Why parents can’t solve this alone
One of Ralston’s strongest beliefs — and a core reason she joined the Child Safe Tech Alliance — is that placing the full burden of online safety on parents is unrealistic and unfair.
“No parent can audit an algorithm or reverse-engineer an AI system,” she says. “We shouldn’t expect them to.”
Instead, she advocates for child-first design standards, clearer accountability for technology providers, and policies that reflect how kids actually use technology today — not how lawmakers imagined the internet decades ago.
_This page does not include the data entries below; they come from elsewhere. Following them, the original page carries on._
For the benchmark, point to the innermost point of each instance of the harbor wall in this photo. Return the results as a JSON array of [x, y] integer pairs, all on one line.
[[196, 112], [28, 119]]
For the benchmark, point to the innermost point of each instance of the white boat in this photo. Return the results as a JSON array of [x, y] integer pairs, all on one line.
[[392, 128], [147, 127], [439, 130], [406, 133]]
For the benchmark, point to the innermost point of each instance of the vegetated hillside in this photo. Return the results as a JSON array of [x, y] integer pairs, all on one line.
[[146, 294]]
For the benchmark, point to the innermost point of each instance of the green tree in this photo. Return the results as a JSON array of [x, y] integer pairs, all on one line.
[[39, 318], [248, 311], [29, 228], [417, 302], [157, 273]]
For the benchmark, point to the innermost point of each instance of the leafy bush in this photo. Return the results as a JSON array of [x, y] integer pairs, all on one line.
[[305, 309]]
Her experience building and evaluating technology solutions gives her a practical lens: safety must be built into systems from the start, not added as an afterthought or left to parental controls that are easy to bypass.
What Sarah wants parents to ask — and demand
Ralston encourages parents to shift from feeling overwhelmed to feeling empowered by asking better questions:
Who built this technology, and for whom?
What data is being collected about my child — and why?
What happens when my child encounters something harmful?
Are safety features real protections or just checkboxes?
She also believes parents should demand more transparency from schools, platforms, and policymakers — and support organizations working to raise the baseline for child safety across the tech ecosystem.
A child-first future starts with honesty
For Ralston, joining the Child Safe Tech Alliance isn’t about fear-mongering or banning technology. It’s about honesty.
“Technology isn’t going away,” she says. “Our responsibility is to make sure it grows up alongside our kids — not at their expense.”
Her voice on the board brings something essential: a deep understanding of how modern tech works, paired with empathy for families navigating a system they never asked to manage alone. That combination, she believes, is what will move child safety from intention to reality.